これらは私が20年前に、ある欧州のブランド企業から「苦情対応の仕組み整備」を依頼された際に社長から求めれたことである。以来変わらず上記3つの状態を目指すことが多くの企業にとって共通のゴールであると考えている。

求められる3つの要素

上記の目指す状態を目指して、カスハラに「組織」で対応するために整備すべき3つの要素は以下の通りである。

① ルール

  • カスハラの定義、対応の方針、対応体制・責任分担、対応プロセスといった枠組み
  • 対応プロセスについては具体的なケースと対応内容(説明や断りの内容、表現、方法など)

これらを規程やガイドライン、マニュアルといった形で明文化し具体的に決めることが必要である。

② ツール

  • カスハラ対応方針を対外的に発信するための場と方法(ホームページ、SNS、店内掲示物、電話受付時の自動音声など)
  • 個々の顧客・カスハラ対応時に活用する録音・モニタリングシステム、録画機器などの記録ツール
  • 対応内容を記録し支援部門と共有したり、報告および事後的な組織学習に活用できるよう蓄積するツール

このように対応そのものおよび組織的な学習を支援するための環境や道具を整備する必要がある。

③ スキル

  • 顧客対応・カスハラ対応にあたる人材、支援する人材、マネジメントする人材および組織としての支援に責任を持つ経営層に求められるスキル体系
  • それらのスキルを計画的に習得するための場、仕組みの整備
     

最終的にカスハラ対応の矢面に立つのは第一線の従業員であり、彼らに必要なスキルアップを支援することは必要不可欠である。それにとどまらず、第一線を支援する様々な部署、マネジメント層、ひいては経営層に至るまでがそれぞれの役割を認識し的確に発揮できるようにすることが重要である。

三位一体の取り組み

何から始めるか

弊社にいただくご相談としてよくあるケースは「カスハラ対応の研修を考えている」というものである。しかし本来は「ルール」、つまり具体的にどのようにカスハラを定義、判断し、どのように「断る」かを決めることが先決である。一般論としてカスハラ研修を実施することは容易であるが、自社の具体的なケースで、どう判断し、どう断るのかを整理しないまま研修しても、実際のカスハラへの対応策を講師として指導することはできない。

とはいえ、前述の「ルール」全てを整備してからでは現場の従業員への支援が遅れてしまう。

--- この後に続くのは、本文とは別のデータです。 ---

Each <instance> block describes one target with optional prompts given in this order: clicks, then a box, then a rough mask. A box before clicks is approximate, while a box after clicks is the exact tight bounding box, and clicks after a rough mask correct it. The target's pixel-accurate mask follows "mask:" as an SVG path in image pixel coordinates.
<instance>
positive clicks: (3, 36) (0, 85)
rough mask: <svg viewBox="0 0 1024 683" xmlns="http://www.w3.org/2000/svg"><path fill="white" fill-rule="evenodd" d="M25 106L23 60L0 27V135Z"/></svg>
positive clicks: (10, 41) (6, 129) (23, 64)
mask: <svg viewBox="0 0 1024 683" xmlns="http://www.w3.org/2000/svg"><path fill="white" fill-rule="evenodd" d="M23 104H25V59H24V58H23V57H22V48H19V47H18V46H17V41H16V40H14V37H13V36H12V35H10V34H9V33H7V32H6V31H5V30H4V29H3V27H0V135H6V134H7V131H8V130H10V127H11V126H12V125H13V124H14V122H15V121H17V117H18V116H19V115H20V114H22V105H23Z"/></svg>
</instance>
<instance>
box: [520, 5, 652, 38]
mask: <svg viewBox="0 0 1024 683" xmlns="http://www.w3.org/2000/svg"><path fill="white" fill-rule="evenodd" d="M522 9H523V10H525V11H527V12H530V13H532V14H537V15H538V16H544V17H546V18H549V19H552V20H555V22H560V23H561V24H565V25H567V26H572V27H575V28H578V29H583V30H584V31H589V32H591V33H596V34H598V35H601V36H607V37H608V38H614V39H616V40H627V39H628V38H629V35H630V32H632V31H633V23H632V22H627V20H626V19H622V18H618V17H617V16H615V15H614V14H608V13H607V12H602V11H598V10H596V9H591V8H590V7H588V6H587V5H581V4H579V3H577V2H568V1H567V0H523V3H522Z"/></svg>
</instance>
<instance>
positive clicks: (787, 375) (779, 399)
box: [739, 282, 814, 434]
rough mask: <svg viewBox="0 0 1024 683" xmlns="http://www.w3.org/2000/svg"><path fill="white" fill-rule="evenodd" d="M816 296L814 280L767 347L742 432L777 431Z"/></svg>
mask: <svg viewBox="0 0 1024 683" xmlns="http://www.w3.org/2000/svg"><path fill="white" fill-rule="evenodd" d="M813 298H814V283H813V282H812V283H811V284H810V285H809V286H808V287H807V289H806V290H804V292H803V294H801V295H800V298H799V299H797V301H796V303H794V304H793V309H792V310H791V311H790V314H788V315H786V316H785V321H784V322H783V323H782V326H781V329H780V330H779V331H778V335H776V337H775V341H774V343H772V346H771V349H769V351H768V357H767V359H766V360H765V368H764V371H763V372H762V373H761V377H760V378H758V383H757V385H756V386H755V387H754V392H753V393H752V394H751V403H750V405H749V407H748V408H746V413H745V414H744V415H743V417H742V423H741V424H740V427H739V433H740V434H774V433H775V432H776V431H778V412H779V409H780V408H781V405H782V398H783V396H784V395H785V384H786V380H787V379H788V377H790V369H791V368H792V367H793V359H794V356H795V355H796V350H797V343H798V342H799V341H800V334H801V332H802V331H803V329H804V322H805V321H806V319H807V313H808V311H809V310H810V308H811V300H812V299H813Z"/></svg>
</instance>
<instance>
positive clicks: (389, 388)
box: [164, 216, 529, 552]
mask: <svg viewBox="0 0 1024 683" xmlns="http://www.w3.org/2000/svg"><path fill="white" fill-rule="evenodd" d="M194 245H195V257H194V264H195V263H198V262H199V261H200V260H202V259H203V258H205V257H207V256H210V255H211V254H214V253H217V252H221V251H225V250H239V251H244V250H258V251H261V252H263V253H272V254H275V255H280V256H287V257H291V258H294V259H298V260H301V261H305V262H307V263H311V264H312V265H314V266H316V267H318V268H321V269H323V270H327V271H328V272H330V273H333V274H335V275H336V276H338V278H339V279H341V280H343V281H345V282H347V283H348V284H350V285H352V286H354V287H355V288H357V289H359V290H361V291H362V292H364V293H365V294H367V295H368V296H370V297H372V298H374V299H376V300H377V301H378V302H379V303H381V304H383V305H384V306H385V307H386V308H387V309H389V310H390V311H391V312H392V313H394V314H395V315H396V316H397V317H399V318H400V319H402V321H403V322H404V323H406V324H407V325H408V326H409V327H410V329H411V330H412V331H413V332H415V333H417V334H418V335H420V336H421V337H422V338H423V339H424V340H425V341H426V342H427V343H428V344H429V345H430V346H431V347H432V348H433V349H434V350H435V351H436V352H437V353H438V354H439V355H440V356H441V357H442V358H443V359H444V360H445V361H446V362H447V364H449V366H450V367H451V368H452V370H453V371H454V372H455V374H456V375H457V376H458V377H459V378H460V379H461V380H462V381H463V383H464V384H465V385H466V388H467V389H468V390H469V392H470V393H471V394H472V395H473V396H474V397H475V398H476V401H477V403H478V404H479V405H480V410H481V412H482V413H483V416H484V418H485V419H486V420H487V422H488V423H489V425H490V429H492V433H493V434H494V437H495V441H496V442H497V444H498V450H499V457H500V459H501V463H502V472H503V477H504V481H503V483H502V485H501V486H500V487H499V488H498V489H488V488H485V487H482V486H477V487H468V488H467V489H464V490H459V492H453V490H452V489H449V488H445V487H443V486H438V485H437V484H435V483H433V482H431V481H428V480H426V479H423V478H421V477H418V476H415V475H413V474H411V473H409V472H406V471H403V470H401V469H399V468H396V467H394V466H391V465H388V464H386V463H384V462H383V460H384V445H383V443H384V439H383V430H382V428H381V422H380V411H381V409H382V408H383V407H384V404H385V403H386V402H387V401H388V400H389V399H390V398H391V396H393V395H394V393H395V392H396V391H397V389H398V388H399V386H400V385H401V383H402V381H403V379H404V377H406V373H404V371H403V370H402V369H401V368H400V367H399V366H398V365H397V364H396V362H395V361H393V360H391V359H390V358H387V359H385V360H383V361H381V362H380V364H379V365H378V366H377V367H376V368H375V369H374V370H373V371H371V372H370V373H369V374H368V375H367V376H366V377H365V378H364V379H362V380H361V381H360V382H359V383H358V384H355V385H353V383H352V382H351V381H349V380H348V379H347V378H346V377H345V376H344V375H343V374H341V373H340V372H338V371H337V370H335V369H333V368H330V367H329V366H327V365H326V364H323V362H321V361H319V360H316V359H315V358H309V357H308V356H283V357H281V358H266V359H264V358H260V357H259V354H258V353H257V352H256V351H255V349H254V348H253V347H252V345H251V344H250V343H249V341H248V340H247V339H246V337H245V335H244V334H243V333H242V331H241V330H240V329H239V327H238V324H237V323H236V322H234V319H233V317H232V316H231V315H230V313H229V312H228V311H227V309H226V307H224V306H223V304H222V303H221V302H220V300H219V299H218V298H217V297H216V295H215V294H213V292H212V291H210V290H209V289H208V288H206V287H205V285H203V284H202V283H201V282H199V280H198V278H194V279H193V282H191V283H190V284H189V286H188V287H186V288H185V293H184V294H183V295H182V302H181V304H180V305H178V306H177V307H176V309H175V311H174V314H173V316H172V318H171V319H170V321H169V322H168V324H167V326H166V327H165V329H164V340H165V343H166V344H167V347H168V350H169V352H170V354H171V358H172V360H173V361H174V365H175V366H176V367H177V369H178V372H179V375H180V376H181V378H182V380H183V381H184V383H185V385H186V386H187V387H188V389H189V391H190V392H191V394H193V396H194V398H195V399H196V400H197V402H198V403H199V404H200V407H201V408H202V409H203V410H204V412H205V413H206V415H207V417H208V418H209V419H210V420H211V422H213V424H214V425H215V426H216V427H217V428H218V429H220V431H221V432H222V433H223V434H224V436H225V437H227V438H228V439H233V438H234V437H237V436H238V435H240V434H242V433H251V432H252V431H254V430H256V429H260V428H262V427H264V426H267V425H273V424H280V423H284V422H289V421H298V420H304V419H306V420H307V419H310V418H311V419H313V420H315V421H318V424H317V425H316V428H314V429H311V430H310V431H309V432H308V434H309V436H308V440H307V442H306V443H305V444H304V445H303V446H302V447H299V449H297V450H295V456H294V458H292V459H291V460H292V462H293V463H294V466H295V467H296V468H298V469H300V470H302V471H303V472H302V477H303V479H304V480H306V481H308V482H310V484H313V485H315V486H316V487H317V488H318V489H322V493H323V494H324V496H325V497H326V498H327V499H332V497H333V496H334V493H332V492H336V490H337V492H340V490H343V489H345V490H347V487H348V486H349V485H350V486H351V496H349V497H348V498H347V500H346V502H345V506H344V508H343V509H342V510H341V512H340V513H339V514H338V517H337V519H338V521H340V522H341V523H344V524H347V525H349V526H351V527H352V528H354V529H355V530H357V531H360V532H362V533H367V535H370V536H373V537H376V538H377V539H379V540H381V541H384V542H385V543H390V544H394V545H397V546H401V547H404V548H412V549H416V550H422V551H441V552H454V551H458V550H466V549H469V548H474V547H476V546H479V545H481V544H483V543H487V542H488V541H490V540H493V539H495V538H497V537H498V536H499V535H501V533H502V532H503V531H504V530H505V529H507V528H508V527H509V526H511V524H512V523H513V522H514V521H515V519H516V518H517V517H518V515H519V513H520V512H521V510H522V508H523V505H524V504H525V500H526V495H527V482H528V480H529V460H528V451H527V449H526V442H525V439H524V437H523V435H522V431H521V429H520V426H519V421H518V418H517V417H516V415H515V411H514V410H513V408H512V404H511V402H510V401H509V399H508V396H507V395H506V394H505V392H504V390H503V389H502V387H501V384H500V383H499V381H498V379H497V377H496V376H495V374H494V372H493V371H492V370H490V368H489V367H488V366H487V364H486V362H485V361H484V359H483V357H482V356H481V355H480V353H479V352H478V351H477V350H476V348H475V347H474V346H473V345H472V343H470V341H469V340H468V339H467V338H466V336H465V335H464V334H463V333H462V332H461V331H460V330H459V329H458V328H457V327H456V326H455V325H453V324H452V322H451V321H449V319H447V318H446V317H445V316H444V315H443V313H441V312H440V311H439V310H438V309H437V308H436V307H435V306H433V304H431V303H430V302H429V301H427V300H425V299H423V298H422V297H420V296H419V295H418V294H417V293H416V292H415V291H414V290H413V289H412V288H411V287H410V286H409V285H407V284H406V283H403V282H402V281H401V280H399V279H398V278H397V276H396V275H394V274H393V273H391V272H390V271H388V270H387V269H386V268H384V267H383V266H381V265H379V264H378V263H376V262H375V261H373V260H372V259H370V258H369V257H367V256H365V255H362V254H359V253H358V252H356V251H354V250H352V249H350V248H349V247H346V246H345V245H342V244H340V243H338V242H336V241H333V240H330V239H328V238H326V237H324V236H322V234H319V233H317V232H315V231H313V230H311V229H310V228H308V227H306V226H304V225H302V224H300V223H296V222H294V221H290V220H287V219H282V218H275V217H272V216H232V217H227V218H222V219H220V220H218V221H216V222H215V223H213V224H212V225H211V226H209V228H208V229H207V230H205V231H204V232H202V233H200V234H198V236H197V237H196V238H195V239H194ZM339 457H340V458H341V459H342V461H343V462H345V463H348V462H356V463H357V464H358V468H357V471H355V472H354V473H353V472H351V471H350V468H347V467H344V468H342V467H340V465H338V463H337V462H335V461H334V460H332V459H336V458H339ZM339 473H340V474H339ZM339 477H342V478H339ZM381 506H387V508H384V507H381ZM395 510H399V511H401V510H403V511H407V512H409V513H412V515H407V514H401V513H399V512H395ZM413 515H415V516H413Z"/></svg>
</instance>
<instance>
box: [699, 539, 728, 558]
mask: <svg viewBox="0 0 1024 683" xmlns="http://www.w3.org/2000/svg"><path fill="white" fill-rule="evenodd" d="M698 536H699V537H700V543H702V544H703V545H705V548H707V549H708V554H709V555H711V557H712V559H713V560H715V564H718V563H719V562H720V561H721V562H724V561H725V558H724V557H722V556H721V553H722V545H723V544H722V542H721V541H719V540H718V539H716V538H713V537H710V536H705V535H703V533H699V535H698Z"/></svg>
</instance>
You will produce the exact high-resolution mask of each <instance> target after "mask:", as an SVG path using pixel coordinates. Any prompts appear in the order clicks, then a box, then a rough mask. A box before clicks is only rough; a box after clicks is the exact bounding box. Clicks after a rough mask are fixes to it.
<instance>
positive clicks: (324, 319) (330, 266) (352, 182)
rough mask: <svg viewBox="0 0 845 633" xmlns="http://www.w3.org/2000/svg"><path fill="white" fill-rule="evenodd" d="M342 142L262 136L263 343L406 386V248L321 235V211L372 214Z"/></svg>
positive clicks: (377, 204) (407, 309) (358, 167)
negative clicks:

従って弊社では、まず「具体的なケースでどう判断し、どういう理由で、どのような方法と表現で断るか」を整理し、その上で現場向けの研修を行うことを提案している。

現場向けの研修を実施してみると、もっと支援が必要な具体的なケースが見いだせるし、現場が求めている上司や他部署からの支援のあり方も見えてくる。それらを踏まえて、ルール、ツールを整備していくといった進め方が効果的であるし効率的であると考える。

もっともまずいのは、経営層が「カスハラは断れば良い」というだけの認識で、研修を一通り実施して満足してしまうことである。

法律と「自社らしさ」

最後に触れたい点は、「カスハラは断る」と良いながらも「何をどういう理由で断るか」は「自社らしさ」が反映されるということである。例えば食品メーカーを例に挙げてみよう。A社は「おいしくなかった。返金せよ。」という要求に対しては一切お断りしているが、B社は(一度目は)返金対応している。「おいしくない」という個人の好みの表れについてA社は「我が社が自信を持って作った商品であり、好みに合わなかったのは残念だが品質に問題がないなら返金はしない」という考え方である。一方のB社も自信を持って製造し提供している点は同じだが「おいしく召し上がっていただきたいと考えているので、(一度目は)返金する」という考え方である。

何をカスハラすなわち著しい迷惑行為とするか、前提として何を理不尽な要求だととらえるかについては、企業により考え方は異なっていて当然である。このあたりもガイドラインには具体性が求められるとお伝えしている背景でもある。

ここで「法律」を持ち出したのは、カスハラ対応のガイドライン作成や対応のあり方について法律の観点だけから判断するのは避けよう、という意図である。法律は全企業に適用できる・適用されるが、その範囲のなかで何をカスハラとしどのように対応するかという点には各社の「らしさ」が反映される。「断る」という点に違いは無いが、そこに至る考え方や具体的な対応方法には是非、自社の価値観を反映いただきたい。


以上、2回にわたりカスタマーハラスメント対応のあり方について、コンサルティング実践を通じて考え、お勧めしたい内容を紹介した。カスタマーハラスメント対応に取り組まれる際の参考になれば幸いである。